New novel underwhelms readers

Critics have been comparing Garth Risk Hallberg’s first novel, City on Fire, and its representation of late-1970s New York City to Charles Dickens’ A Tale of Two Cities and its London in upheaval.

In true Dickensian form, Hallberg’s 900-page novel dives into late-1970s New York City: corrupt millionaires, punk rockers, graffiti artists and drugs. As with most other behemoth novels, Hallberg creates almost a dozen characters and then intricately winds each of their stories together with one fatal scene: a young girl found shot dead in the snow on New Year’s Eve.

Most of the main characters in the novel are running from the suffocating presence of their parents and into the chaos of the city. William Hamilton-Sweeny was the lead singer of punk band Ex Post Facto before he was pushed aside by Nicky Chaos, another member of the band.

William is the only son of the Hamilton-Sweeneys, a family that uses its massive wealth to manipulate the entire city and the people within it.
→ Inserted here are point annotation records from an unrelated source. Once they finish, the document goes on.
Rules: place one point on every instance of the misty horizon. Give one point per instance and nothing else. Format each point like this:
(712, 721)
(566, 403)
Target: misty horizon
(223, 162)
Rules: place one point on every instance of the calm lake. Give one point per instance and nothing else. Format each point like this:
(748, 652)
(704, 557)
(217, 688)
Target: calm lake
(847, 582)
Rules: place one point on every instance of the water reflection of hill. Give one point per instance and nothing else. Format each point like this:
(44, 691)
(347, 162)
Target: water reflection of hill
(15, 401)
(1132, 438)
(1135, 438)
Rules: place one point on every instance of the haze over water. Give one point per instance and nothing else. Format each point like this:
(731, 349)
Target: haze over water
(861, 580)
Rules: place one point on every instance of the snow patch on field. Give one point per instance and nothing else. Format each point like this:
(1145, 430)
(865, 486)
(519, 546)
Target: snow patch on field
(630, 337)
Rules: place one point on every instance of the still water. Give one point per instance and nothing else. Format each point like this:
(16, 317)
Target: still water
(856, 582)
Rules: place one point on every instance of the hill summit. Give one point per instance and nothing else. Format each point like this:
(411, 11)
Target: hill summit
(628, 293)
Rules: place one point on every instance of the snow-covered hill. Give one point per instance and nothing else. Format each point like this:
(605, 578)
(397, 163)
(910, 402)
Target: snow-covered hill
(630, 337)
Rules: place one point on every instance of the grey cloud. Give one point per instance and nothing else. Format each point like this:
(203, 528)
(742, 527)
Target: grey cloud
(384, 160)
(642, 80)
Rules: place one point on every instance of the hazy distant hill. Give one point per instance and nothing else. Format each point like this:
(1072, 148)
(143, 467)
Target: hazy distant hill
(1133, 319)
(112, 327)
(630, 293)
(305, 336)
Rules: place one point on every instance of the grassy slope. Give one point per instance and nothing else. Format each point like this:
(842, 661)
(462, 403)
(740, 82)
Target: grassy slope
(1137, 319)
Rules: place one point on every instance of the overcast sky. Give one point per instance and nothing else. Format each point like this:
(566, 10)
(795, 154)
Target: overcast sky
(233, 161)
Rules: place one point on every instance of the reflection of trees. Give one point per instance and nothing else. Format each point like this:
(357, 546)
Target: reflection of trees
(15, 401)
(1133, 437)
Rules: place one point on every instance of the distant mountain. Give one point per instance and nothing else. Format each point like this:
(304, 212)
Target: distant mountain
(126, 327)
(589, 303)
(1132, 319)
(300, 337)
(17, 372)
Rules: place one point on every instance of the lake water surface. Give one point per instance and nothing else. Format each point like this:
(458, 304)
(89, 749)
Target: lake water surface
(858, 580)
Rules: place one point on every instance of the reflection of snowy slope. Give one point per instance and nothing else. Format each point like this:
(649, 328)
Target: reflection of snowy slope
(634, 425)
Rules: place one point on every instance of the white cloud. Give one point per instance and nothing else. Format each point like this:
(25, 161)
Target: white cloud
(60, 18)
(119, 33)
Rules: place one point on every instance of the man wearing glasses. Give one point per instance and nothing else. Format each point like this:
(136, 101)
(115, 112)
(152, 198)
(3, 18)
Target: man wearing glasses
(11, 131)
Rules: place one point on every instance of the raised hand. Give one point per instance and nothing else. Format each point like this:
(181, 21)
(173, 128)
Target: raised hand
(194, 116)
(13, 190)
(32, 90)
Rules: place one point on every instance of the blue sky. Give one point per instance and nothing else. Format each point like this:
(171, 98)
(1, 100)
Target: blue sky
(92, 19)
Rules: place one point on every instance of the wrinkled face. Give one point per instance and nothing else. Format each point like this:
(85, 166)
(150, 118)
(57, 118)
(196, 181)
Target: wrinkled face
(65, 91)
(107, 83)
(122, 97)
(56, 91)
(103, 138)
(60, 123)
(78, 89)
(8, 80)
He abandoned his family years ago to pursue his passion for art, music and drugs, but now finds himself being drawn inextricably back in.

Samantha is a young girl from Long Island who, in her attempts to get away from her churlish father, discovers punk rock, specifically the music of Ex Post Facto, and is drawn into the city to experience more of this scene. She falls in love with Nicky Chaos and his friends, who form the Post-Humanist Phalanx, an anarchist terrorist cell intent on reinvigorating the city.

Mercer is a gay, black man trying to shed his Southern roots and the judgment of his parents. He moves to New York from Georgia to become an English teacher, and quickly falls in love with William.

The characters are believable, though awfully predictable.The most sluggish parts of the book are when Hallberg dedicates pages upon pages to characters’ backstories that the reader could have intuited for herself.

The most compelling character, though, is the city itself.  It is cold and unyielding, but each person is helplessly drawn to it. Even as the city breaks them and changes them, they keep coming back, surging forward into the dark of the unknown.

This metaphorical dark crashes with the literal when the Great New York Blackout of July 1977 hits the city. Up until this point, time has surged back and forth through the months that preceded and followed the night of Samantha’s murder.

In the blackout, though, time shudders to a halt. The reader knows that the blackout is going to be the climax of the story. Everything will be made clear in the dark, a nice little irony that Hallberg plays with. Everything is racing towards this point, but it takes Hallberg almost 150 pages to get there. No author can maintain a sense of suspense for that long.

That is Hallberg’s downfall. It isn’t that his story is uninteresting; it’s that he takes too long to tell it.

He bogs himself down in detailed backstories and characters that hardly deserve the thousands of words that he dedicates to them. He stalls whole paragraphs with flowery writing that shows off his skill as a writer but hugely distracts the reader from what’s actually going on.

Ultimately, Hallberg tries to fit the whole of New York City in a novel, and that’s just not possible.